Now, imagine you have a table for four and more friends arrive. They can’t all fit at the current table. What will the restaurant do to handle this? If they have room, they’ll probably move everyone to a new, larger table. Well, arrays work much the same way. When the size of an array exceeds the reserved memory, the computer finds a new, contiguous section of memory where the objects in the array can be comfortably seated together.
The above features of linked lists give us enough information to consider how each will perform, relative to the other, in a given situation, or when performing a given operation. So, let’s go ahead and look at a few:
Warning: To evaluate performance and complexity, I’m going to be discussing the Big O of certain operations. If you have no idea what that means, might I suggest a great blog by…
I’ve already strongly alluded to the issue of access above. Linked lists are like scavenger hunts; they require multiple steps to access anything except the beginning or end. Arrays are like apartment buildings, each item has an address we can access directly. So, the big O for each would be:
Array: O(1) or constant time
Linked List: O(n) or linear time
Insertion / Deletion
Arrays may win the battle for access but there’s a reason linked lists are still around. This goes back to our friends at dinner problem. If someone new arrives, there’s a chance we’ll have to relocate everything.
Arrays may spoil us as developers because it’s simple to tell a computer to shift and unshift items. Under the hood, though, a lot has to happen. When shifting (deleting from the beginning of an array) or unshifting (inserting at the beginning of an array), the computer has to relabel every subsequent item with the corrected index. The splice method makes inserting an element in the middle of the array feel like a breeze, but the same problem applies. Each subsequent item must be given an updated index.
Linked lists, on the other hand, excel at insertion and deletion, especially at the beginning of the list. To add or remove an item to the beginning of a linked list, we only need to modify the link in either the first or second node. To shift, we remove the link to the first node and relabel the second node as the beginning (or head). To unshift we label our new node the head and add a link to the previous first node. And done. No relabeling every item. If we have a doubly-linked list, the same is true for the end of the list. However, singly-linked lists require us to traverse the entire list to get to the end.
When inserting to the middle of a linked list, we still have to do some work to access the right node, but once we’re there, insertion and deletion are simple matters of fixing two links (maybe four for doubly-linked lists), so this particular contest is a wash.
- Insertion/Removal at Beginning of Array: O(n) or linear time.
- Insertion/Removal at End of Array: O(1) or constant time, with the caveat that, occasionally, inserting at the end of an array requires the whole array to be copied to a new location in memory costing us O(n).
- Insertion/Removal at Beginning of Linked List: O(1) or constant time.
- Insertion/Removal at End of Linked List: O(n) or linear time.

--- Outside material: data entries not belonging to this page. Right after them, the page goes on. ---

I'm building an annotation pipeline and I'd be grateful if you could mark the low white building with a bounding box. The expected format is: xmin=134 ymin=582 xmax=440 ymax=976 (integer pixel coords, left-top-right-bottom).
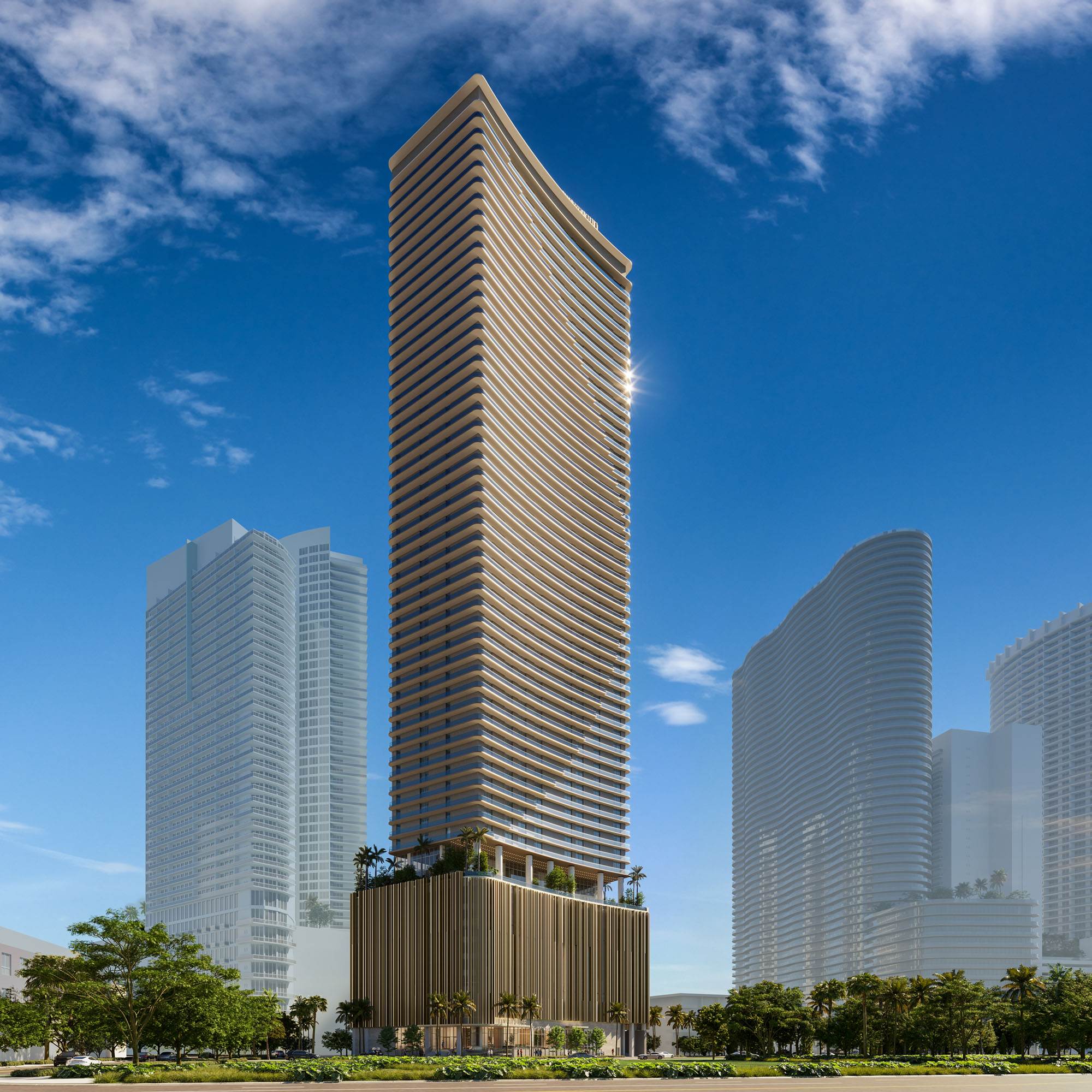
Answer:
xmin=0 ymin=926 xmax=72 ymax=1061
xmin=649 ymin=989 xmax=728 ymax=1054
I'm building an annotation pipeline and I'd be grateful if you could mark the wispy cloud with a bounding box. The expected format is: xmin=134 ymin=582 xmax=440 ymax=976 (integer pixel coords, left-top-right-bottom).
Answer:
xmin=645 ymin=644 xmax=724 ymax=686
xmin=0 ymin=402 xmax=83 ymax=463
xmin=138 ymin=378 xmax=230 ymax=428
xmin=0 ymin=0 xmax=1079 ymax=332
xmin=0 ymin=482 xmax=49 ymax=538
xmin=193 ymin=440 xmax=254 ymax=471
xmin=0 ymin=819 xmax=140 ymax=876
xmin=645 ymin=701 xmax=709 ymax=726
xmin=175 ymin=371 xmax=227 ymax=387
xmin=129 ymin=428 xmax=167 ymax=462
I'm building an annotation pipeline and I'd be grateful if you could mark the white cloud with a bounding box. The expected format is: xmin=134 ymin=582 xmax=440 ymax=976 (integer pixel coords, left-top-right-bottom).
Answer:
xmin=193 ymin=440 xmax=254 ymax=471
xmin=176 ymin=371 xmax=227 ymax=387
xmin=646 ymin=701 xmax=708 ymax=726
xmin=646 ymin=644 xmax=724 ymax=686
xmin=129 ymin=428 xmax=167 ymax=462
xmin=0 ymin=482 xmax=49 ymax=538
xmin=0 ymin=0 xmax=1092 ymax=333
xmin=138 ymin=378 xmax=230 ymax=428
xmin=0 ymin=402 xmax=83 ymax=463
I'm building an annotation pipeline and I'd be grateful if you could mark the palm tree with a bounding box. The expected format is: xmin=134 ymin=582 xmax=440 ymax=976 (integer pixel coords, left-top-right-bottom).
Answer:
xmin=845 ymin=972 xmax=880 ymax=1054
xmin=497 ymin=994 xmax=520 ymax=1053
xmin=607 ymin=1000 xmax=638 ymax=1054
xmin=667 ymin=1005 xmax=686 ymax=1055
xmin=910 ymin=974 xmax=933 ymax=1009
xmin=1001 ymin=963 xmax=1046 ymax=1055
xmin=450 ymin=989 xmax=477 ymax=1054
xmin=520 ymin=994 xmax=543 ymax=1055
xmin=879 ymin=974 xmax=911 ymax=1054
xmin=428 ymin=993 xmax=451 ymax=1051
xmin=645 ymin=1005 xmax=664 ymax=1051
xmin=808 ymin=978 xmax=845 ymax=1058
xmin=353 ymin=845 xmax=371 ymax=891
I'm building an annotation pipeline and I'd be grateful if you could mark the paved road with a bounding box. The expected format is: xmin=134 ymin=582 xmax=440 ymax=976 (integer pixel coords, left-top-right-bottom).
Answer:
xmin=0 ymin=1073 xmax=1092 ymax=1092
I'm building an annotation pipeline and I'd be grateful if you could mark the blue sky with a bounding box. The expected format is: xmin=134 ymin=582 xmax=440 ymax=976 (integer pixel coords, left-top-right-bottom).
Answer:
xmin=0 ymin=0 xmax=1092 ymax=992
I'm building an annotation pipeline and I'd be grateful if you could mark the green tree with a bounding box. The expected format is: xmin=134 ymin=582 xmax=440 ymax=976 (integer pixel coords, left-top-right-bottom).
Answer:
xmin=1001 ymin=963 xmax=1044 ymax=1055
xmin=520 ymin=994 xmax=543 ymax=1054
xmin=587 ymin=1028 xmax=607 ymax=1054
xmin=402 ymin=1024 xmax=425 ymax=1054
xmin=428 ymin=993 xmax=451 ymax=1051
xmin=497 ymin=993 xmax=520 ymax=1052
xmin=450 ymin=989 xmax=477 ymax=1054
xmin=667 ymin=1005 xmax=686 ymax=1054
xmin=607 ymin=1001 xmax=629 ymax=1054
xmin=59 ymin=910 xmax=206 ymax=1058
xmin=845 ymin=972 xmax=880 ymax=1055
xmin=322 ymin=1028 xmax=353 ymax=1054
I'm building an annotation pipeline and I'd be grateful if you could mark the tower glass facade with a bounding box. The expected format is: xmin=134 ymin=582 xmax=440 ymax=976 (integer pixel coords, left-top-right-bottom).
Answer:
xmin=986 ymin=604 xmax=1092 ymax=960
xmin=145 ymin=520 xmax=366 ymax=997
xmin=390 ymin=76 xmax=631 ymax=887
xmin=732 ymin=531 xmax=931 ymax=988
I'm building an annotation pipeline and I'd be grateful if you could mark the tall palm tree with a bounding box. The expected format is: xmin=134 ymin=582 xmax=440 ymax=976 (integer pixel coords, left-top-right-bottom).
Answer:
xmin=879 ymin=974 xmax=911 ymax=1054
xmin=607 ymin=1000 xmax=636 ymax=1054
xmin=649 ymin=1005 xmax=664 ymax=1051
xmin=910 ymin=974 xmax=933 ymax=1009
xmin=1001 ymin=963 xmax=1046 ymax=1055
xmin=520 ymin=994 xmax=543 ymax=1055
xmin=845 ymin=972 xmax=880 ymax=1055
xmin=450 ymin=989 xmax=477 ymax=1054
xmin=353 ymin=845 xmax=371 ymax=891
xmin=497 ymin=994 xmax=520 ymax=1053
xmin=667 ymin=1005 xmax=686 ymax=1055
xmin=428 ymin=993 xmax=451 ymax=1051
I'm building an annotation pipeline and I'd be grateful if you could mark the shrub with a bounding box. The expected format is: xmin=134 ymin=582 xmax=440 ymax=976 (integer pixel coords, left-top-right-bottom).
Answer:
xmin=778 ymin=1061 xmax=842 ymax=1077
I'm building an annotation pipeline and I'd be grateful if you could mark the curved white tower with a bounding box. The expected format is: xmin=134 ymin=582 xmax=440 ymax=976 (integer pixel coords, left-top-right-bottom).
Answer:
xmin=732 ymin=531 xmax=933 ymax=988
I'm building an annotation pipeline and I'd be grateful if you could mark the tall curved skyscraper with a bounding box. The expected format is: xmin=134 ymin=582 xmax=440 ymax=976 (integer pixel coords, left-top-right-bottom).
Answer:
xmin=390 ymin=76 xmax=630 ymax=890
xmin=732 ymin=531 xmax=933 ymax=988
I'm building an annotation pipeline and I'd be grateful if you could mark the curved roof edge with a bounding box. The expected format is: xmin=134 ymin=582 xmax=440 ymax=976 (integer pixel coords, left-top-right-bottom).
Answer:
xmin=732 ymin=527 xmax=933 ymax=676
xmin=986 ymin=603 xmax=1092 ymax=679
xmin=387 ymin=72 xmax=633 ymax=276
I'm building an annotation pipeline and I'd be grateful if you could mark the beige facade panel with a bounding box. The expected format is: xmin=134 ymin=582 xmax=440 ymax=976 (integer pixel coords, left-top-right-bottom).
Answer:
xmin=390 ymin=76 xmax=631 ymax=891
xmin=351 ymin=873 xmax=649 ymax=1028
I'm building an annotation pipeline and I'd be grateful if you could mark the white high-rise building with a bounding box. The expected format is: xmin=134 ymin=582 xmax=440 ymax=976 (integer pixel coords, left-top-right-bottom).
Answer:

When considering what will perform best, it’s also important to think about space complexity, i.e., how much memory will be required. Linked lists require extra memory to store the titular links. However, arrays suffer from the friends-at-dinner-problem: they can fill up and require resizing/relocating. And of course, what happens if there aren’t any larger tables, i.e., what if there isn’t enough contiguous memory available for storing the entire updated array? With linked lists, there only needs to be enough space for the given node. It can be placed anywhere in memory and referenced by a link in the preceding node.
There are many trade-offs between arrays and linked lists that require critical evaluation. If your list will be large and constantly growing, the extra memory for a link might be well worth the cost on a large scale. If fast random access is important, or your list is relatively small and unchanging, arrays will save time and space. Linked lists use only as much memory as they need for the current list. Arrays reserve more memory than they need, so we might be wasting space. Regardless, thinking about the two is a great starting point for thinking about complexity in our own programs.